Innovative Finance ISA Explained (UK Guide)
The Innovative Finance ISA, or IFISA, is one of the four main types of ISA available to UK investors. Unlike Cash ISAs or Stocks and Shares ISAs, an IFISA allows you to invest in peer-to-peer lending or certain types of debt-based securities, with interest and returns sheltered from tax. These accounts can potentially offer higher returns than traditional savings products, but they also come with significantly higher risks.
In this guide, we will explain what an IFISA is, how it works, who it is suitable for, and the key risks you need to consider before investing.
What Is an Innovative Finance ISA?
An Innovative Finance ISA is a tax-free investment account designed to hold peer-to-peer (P2P) loans and other eligible debt-based investments. When you invest through an IFISA, you are essentially lending your money to individuals, businesses, or property developers via an FCA-authorised platform. In return, you receive interest payments, which are tax-free as long as they are within the ISA wrapper.
The IFISA was introduced in April 2016 to give investors more choice beyond cash savings and traditional stock market investments.
How Does an IFISA Work?
Here’s the basic process:
- You open an IFISA with an authorised provider.
- You deposit funds, up to your annual ISA allowance (£20,000 for the 2025/26 tax year).
- The provider allocates your money to loans or investments listed on their platform.
- You receive interest payments, which may be paid monthly, quarterly, or at the end of the loan term.
- At the end of the loan, your capital is repaid (if the borrower has not defaulted).
Potential Returns
IFISAs can offer returns in the range of 4% to 10% per year, depending on the type of loans and the level of risk. These rates are usually higher than Cash ISAs and can sometimes outperform Stocks and Shares ISAs over short periods. However, higher returns generally mean higher risk.
Risks of Innovative Finance ISAs
Unlike Cash ISAs, your money is not protected by the Financial Services Compensation Scheme (FSCS) if the borrower or the platform fails. The main risks include:
- Borrower default: If borrowers fail to repay, you may lose part or all of your investment.
- Platform failure: If the lending platform collapses, your funds may be difficult or impossible to recover.
- Liquidity risk: Many IFISA investments are locked in for fixed terms, and you may not be able to withdraw early.

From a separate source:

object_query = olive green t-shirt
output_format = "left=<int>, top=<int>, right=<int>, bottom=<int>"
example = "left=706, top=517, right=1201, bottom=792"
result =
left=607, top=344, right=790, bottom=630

- Economic downturn: In tough economic times, default rates may rise sharply, reducing returns.
IFISA vs Other ISAs
Feature | Innovative Finance ISA | Cash ISA | Stocks & Shares ISA |
---|---|---|---|
Main Investment | Peer-to-peer loans, debt-based securities | Cash deposits | Shares, funds, bonds |
Potential Returns | 4% to 10% | Up to ~5% (varies) | Variable, long-term growth |
Risk Level | High | Low | Medium to high |
FSCS Protection | No | Yes (up to £85,000) | No (but investments regulated) |
Liquidity | Low to medium | High | Medium to high |
Who Is an IFISA Suitable For?
An IFISA might be worth considering if you:
- Understand and accept the risks of P2P lending
- Are looking for potentially higher returns than Cash ISAs
- Can tie up your money for a set period
- Have other lower-risk investments for diversification
It is generally not recommended to put all of your ISA allowance into an IFISA unless you have a very high risk tolerance.
Tax Benefits
Any interest earned within an IFISA is completely free from income tax. You also do not pay capital gains tax on profits. However, the lack of FSCS protection means you could lose money if investments fail.
How to Open an IFISA
- Research FCA-authorised IFISA providers and compare their terms.
- Decide how much of your ISA allowance to allocate to the IFISA.
- Open the account online and transfer funds (either new contributions or by transferring an existing ISA).
- Select your investments or allow the platform to allocate for you.
Final Thoughts
The Innovative Finance ISA offers an alternative way to invest tax-free, with the potential for attractive returns. However, the risks are significantly higher than with traditional ISAs, and there is no safety net from the FSCS. For many investors, an IFISA can form part of a diversified portfolio, but it should be approached with caution.
Frequently Asked Questions
Can I transfer money from a Cash ISA into an IFISA?
Yes, you can transfer from another ISA type into an IFISA without losing your tax-free status, as long as the transfer is done through your provider.
Are IFISAs safe?
No investment is completely safe. IFISAs carry a higher risk than Cash ISAs and do not have FSCS protection.
Can I withdraw money early?
In most cases, IFISA investments are for fixed terms, and early withdrawal may not be possible or may come with penalties.
What happens if the platform goes bust?
If the provider fails, loan servicing may be transferred to another firm, but you could still lose money.